The Chute – With no knowledge of how they arrived, Paris and Kim find themselves in a prison straight out of Escape from New York. Flashback – In Voyager’s version of “Trials and Tribble-ations,” Tuvok and Janeway mentally travel back to Tuvok’s time on the Excelsior, which awesomely intersects with the events of Star Trek VI: The Undiscovered Country, and gives Captain Sulu an opportunity to kick a little ass. O yeah, Seska dies and the baby for which Janeway and Chakotay were willing to sacrifice ship and crew is never heard about again. Basics, Part II – Talk about your pat resolutions: The Voyager crew survives in Stone Age conditions for about six hours of so and befriends a shaman while Paris, with the assistance of the Doctor, rounds up some galactic cavalry and Voyager is returned with nary a scratch. The crew experiences trippy time paradoxes in “Coda” and “Before and After”, while the entire ship visits the 1990s a la Star Trek IV in “Future’s End.” The holodeck, well more used in Voyager than in any other ST series, is done extremely effectively in the ripping yarn “Worst Case Scenario” and the surprisingly interesting “Real Life.” (To be fair, however, there is “Alter Ego”…)ġ. Voyager season 3 is still fairly uneven in quality, but some good old ST staples still get some good use in this season. Anchored by a charismatic performance by Brad Dourif, as the sociopath, Suder even gets a chance at redemption, returning in the two-parter Basics (season 2, episode 26), when he helps to retake the ship from the Kazon.The slo-o-o-o-ow evolutionary progress of Star Trek: Voyager continues in season 3, as the show finally starts to more closely resemble, you know, Star Trek.
Needless to say, Tuvok experiences adverse effects from the meld in this study of extreme violence, and grapples with the ethics of appropriate punishment. Tuvok mind melds with Suder in order to better understand him. Attempting to establish motive, the logical Tuvok is baffled when the murderer, the crewman Suder, replies that he committed the crime for “no reason”. The resident Vulcan and Chief Security Officer, Tuvok (Tim Russ), is charged with solving the case. But in season two, we were treated to an episode of high drama that didn’t rely on alien battles. The early seasons of Voyager were patchy as the crew took time to establish chemistry, while antagonists such as the Kazon were uninspiring. Perhaps that’s why it’s so liberating” – Suder’s chilling words to Tuvok. “You live on the edge of every moment, and yet, in its own way, violence is attractive, too.
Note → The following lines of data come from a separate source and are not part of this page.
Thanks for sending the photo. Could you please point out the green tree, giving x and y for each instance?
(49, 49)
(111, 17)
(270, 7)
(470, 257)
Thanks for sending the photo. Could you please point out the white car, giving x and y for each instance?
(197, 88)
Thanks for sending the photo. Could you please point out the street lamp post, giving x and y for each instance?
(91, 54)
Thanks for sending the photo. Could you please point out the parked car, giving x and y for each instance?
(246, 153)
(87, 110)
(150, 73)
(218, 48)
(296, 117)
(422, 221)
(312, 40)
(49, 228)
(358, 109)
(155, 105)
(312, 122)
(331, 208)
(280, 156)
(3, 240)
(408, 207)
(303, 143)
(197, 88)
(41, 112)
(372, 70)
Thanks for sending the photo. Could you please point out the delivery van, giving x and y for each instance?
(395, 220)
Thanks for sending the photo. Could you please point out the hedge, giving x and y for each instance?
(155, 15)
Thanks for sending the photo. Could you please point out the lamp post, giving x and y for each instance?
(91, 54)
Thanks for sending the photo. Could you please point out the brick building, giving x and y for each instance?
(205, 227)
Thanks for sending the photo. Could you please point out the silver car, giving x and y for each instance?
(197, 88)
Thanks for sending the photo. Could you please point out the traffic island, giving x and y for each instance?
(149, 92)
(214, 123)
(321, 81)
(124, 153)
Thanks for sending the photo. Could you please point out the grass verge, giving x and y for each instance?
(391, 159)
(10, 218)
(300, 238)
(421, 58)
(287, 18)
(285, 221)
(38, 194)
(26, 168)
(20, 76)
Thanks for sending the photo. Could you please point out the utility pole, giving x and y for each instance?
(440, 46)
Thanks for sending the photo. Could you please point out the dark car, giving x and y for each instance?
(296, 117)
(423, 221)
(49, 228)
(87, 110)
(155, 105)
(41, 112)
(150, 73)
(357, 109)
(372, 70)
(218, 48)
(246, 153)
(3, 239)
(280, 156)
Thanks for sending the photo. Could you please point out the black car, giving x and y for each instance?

And, it also included some very fine writing, as this list demonstrates (note: spoilers for individual episodes and the series follow, and two-parters will count as one episode for the purposes of this list). Most significantly perhaps, it centered, for the first time, on a woman captain – one who commanded with utmost confidence, inspiring the love and loyalty of her crew, helping to pave the way for the gender-breaking 2017 series Discovery. It was a somewhat uneven show and didn’t fully hit its stride until season four, but it still provided plenty of memorable moments.Īlthough Voyager never quite reached the heights of cast alchemy and narrative depth of its immediate forebear, the iconic The Next Generation, it broke new ground. It explored emotional and ethical quandaries, such as hologram sentience and reformed drone Seven of Nine’s dating life, and along the way had fun with rogue Klingons and Q. During its seven seasons and 172 episodes, Voyager introduced new species, like the Hirogen and the bane of the Borg, Species 8472.